We can wrap the steps into a function

function estimate_2pl_em(y, n, init, 
    n_quadpts=101, par_tol=1e-5, rtol=1e-5, max_iter=1000)
    parₜ = init
    parₜ₊₁ = parₜ
    # Convert y to matrix
    y = Matrix(y)
    # Obtain quadrature nodes and weights
    ghq = gausshermite(n_quadpts)
    ghq_θ = ghq[1] .* √2
    ghq_w = ghq[2] ./ √π
    i = 1
    while i < max_iter
        expₜ = eloglik_2pl_em(y, n,
    ghq_θ, ghq_w, parₜ)
        root = nlsolve(x -> esteq_2pl_em(x, 
    expₜ.bar_rⱼₖ, expₜ.bar_nₖ, ghq_θ),
            parₜ, autodiff=:forward)
        parₜ₊₁ = root.zero
        if maximum(abs.(parₜ₊₁ - parₜ)) < par_tol
            break
        else
            parₜ = parₜ₊₁
            i += 1
        end
    end
    (estimate=parₜ₊₁, num_iter=i)
end

estimate_2pl_em (generic function with 5 methods)
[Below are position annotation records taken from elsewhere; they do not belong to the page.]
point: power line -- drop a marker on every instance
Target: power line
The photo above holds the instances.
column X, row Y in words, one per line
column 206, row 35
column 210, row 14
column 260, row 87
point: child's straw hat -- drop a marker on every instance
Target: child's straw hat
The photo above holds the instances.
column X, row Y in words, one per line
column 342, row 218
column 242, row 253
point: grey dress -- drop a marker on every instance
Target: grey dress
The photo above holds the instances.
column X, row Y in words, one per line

@btime est_em = estimate_2pl_em(lsat[:, 1:5], lsat[:, 6], [ones(5); zeros(5)])

  16.968 ms (16212 allocations: 29.76 MiB)

(estimate = [0.8256464036061023, 0.7227767138869371, 0.8907854481666115, 0.6883896452213724, 0.6568975184341934, 2.773226187628446, 0.9902095352382095, 0.24914112339506816, 1.284763785097769, 2.0532889359951128], num_iter = 66)

Compare to mirt

data("LSAT", package = "ltm")
library(mirt)
bench::mark(
    mirt = mirt(LSAT,
                verbose = FALSE, quadpts = 101,
                TOL = 1e-5)
)

# A tibble: 1 × 6
  expression      min   median `itr/sec` mem_alloc `gc/sec`
  <bch:expr> <bch:tm> <bch:tm>     <dbl> <bch:byt>    <dbl>
1 mirt          107ms    107ms      9.38    22.4MB     28.1

Remark

My implementation of the EM takes a shorter time to run than direct MML (see my post in Part 1), but it does not compute the standard errors. Also, it probably uses a different convergence criterion than direct MML using Optim.jl, so it’s hard to say which one is faster.